Adam Berry/Getty Images

UltraViolet is a nonprofit that advocates for women's reproductive health. And today it released a set of three commercials focused on a subject that doesn't come up much in advertisements: abortion.

Here's one of them:

"Let’s pretend that life is perfect and everything happens exactly as you planned," the 30-second spot begins, running through a flowchart. Get a perfect job? Check. Go on a great date? Check. Condoms never break? Check.

"Let's end the pretending," it continues. "Condoms break. Mistakes are made. Abortion is a part of real life."

UltraViolet has made a $250,00 ad buy across websites, including Comedy Central and Match.com. And it's notable for at least two reasons.

The first is just the fact that the ads deal with abortion, a subject often considered taboo. The best statistics say that by age 45, one in three American women will have terminated a pregnancy. And overall, 21 percent of pregnancies in the United States end in abortion, according to the Guttmacher Institute.

Still, we don't talk about abortion that much: only 40 percent of Americans say they’ve talked to someone about their abortion experience or decision. It's easy to see the ads as surprising for someone, say, browsing Match.

Second, a handful of major websites, particularly Google, have refused to run the ads. Nina Liss-Schultz reported on the issue for RH Reality Check earlier this year:

A Google ad representative, in an email to UltraViolet, wrote that abortion is considered a "non-family safe" topic, and that all ads about the procedure are rejected for showing on Google Display Network sites, which includes YouTube.
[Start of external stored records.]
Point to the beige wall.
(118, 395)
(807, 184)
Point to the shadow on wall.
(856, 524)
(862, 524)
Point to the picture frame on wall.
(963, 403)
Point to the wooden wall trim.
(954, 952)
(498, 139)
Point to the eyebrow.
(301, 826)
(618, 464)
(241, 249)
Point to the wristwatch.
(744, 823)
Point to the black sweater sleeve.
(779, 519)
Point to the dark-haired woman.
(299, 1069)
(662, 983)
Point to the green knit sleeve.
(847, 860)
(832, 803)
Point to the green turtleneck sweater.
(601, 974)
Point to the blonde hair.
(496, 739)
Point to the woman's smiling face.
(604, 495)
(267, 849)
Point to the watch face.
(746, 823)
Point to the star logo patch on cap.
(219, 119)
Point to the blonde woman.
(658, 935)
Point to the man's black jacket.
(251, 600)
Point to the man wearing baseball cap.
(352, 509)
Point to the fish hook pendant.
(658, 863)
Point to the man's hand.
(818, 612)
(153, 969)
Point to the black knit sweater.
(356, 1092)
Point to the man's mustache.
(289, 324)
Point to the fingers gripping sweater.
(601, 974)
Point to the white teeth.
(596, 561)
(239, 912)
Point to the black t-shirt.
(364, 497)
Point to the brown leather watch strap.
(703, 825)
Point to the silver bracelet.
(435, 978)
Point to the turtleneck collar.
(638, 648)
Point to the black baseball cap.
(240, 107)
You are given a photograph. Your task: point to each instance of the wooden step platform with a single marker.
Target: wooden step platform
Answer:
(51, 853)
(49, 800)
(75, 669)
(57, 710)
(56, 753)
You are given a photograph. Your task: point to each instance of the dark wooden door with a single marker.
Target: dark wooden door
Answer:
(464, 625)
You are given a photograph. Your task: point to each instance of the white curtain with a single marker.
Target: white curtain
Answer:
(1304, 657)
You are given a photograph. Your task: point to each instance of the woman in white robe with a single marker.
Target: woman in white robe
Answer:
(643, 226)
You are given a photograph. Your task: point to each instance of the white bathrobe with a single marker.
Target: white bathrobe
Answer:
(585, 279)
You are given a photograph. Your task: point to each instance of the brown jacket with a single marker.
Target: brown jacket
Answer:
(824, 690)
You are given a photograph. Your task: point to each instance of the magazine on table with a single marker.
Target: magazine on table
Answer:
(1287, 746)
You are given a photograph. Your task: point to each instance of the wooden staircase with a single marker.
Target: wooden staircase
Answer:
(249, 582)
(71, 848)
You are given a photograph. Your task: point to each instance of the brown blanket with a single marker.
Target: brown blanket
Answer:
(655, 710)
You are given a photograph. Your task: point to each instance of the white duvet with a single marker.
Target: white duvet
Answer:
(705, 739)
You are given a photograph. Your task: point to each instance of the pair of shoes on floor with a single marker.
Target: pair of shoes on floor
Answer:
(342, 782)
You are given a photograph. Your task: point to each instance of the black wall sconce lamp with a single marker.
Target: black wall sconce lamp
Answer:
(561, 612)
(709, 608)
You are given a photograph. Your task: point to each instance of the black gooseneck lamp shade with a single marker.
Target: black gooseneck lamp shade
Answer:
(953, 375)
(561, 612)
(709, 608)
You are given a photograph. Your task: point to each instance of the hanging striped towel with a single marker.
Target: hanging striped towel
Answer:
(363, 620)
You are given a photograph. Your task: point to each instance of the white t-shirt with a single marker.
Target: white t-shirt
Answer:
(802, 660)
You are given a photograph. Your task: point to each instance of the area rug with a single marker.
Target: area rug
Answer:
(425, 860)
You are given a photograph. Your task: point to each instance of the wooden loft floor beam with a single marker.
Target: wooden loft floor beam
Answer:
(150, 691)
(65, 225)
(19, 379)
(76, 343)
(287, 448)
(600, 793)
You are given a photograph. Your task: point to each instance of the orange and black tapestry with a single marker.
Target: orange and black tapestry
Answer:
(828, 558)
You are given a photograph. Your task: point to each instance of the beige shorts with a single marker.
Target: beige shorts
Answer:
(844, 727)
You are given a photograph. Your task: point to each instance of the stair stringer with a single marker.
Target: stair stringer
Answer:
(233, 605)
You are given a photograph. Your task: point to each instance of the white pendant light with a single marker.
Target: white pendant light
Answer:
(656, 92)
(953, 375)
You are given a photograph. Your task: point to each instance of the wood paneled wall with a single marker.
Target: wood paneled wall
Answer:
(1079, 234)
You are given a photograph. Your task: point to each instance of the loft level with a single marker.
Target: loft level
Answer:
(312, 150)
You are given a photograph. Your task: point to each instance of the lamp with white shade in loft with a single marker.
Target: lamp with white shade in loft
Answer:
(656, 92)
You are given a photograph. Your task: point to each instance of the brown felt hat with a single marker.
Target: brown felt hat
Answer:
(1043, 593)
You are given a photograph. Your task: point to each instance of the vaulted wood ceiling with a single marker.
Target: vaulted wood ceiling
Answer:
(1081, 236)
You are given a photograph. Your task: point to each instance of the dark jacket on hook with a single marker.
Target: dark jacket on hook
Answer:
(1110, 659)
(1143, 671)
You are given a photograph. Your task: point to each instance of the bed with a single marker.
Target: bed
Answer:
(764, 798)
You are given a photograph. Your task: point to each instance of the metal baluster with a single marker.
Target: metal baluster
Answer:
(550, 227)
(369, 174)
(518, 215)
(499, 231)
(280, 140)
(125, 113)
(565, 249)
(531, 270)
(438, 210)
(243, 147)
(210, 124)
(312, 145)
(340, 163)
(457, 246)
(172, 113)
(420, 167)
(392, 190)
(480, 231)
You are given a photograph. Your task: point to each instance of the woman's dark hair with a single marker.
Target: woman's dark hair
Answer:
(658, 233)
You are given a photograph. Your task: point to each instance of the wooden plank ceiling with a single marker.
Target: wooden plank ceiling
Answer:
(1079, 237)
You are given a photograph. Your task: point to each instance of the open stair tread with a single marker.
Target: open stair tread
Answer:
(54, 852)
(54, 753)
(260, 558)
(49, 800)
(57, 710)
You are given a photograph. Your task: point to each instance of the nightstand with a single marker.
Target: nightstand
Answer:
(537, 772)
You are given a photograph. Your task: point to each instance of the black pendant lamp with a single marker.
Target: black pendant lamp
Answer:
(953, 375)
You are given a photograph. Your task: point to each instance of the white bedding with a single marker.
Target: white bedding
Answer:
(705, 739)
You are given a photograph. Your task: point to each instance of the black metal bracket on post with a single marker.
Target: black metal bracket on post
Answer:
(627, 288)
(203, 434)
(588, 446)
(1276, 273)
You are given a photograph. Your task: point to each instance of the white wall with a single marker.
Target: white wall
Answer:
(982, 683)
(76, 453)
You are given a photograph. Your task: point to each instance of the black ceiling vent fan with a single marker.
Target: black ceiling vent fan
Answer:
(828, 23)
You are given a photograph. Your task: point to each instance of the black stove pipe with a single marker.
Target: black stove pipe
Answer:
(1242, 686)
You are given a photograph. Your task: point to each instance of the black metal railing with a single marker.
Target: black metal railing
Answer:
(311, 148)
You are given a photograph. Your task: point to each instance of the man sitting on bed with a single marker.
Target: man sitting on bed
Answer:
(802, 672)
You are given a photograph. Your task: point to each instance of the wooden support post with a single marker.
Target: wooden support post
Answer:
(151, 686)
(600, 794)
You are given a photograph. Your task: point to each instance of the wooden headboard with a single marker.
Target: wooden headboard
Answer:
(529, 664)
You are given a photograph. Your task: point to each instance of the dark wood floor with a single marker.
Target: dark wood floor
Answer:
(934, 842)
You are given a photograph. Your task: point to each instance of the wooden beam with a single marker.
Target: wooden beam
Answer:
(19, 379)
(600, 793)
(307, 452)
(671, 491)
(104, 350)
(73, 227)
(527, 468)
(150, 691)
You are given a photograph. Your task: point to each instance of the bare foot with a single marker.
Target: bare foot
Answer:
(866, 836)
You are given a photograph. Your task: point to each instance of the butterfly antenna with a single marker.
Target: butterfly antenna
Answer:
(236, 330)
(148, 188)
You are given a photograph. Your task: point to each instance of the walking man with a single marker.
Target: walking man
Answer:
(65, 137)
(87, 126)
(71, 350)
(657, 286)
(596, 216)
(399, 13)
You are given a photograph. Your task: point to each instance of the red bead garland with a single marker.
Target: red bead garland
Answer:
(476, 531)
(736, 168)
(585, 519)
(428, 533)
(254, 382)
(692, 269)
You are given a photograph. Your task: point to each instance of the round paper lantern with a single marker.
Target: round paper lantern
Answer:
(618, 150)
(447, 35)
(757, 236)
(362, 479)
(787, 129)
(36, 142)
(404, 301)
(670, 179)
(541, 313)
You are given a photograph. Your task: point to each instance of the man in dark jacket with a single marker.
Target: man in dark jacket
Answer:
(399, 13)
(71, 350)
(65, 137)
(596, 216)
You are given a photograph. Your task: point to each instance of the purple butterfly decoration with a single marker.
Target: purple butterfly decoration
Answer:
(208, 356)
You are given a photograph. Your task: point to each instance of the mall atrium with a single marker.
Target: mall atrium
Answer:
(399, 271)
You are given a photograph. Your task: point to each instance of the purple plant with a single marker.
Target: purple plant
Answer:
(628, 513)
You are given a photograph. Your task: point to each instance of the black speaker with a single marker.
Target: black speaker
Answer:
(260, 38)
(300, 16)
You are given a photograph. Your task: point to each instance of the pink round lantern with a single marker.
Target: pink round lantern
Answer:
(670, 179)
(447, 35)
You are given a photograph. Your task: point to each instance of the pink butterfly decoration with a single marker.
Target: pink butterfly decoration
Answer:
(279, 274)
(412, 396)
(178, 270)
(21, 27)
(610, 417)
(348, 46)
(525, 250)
On its ad policies website, Google says it restricts "the following types of adult-oriented content: offline adult entertainment, adult merchandise, dating services, international bride services, sexually suggestive content, images containing exposed skin and nudity."

Neither abortion care nor any other common medical procedure is listed.

Hulu also declined to run the ads, on similar grounds, Liss-Schultz also reported.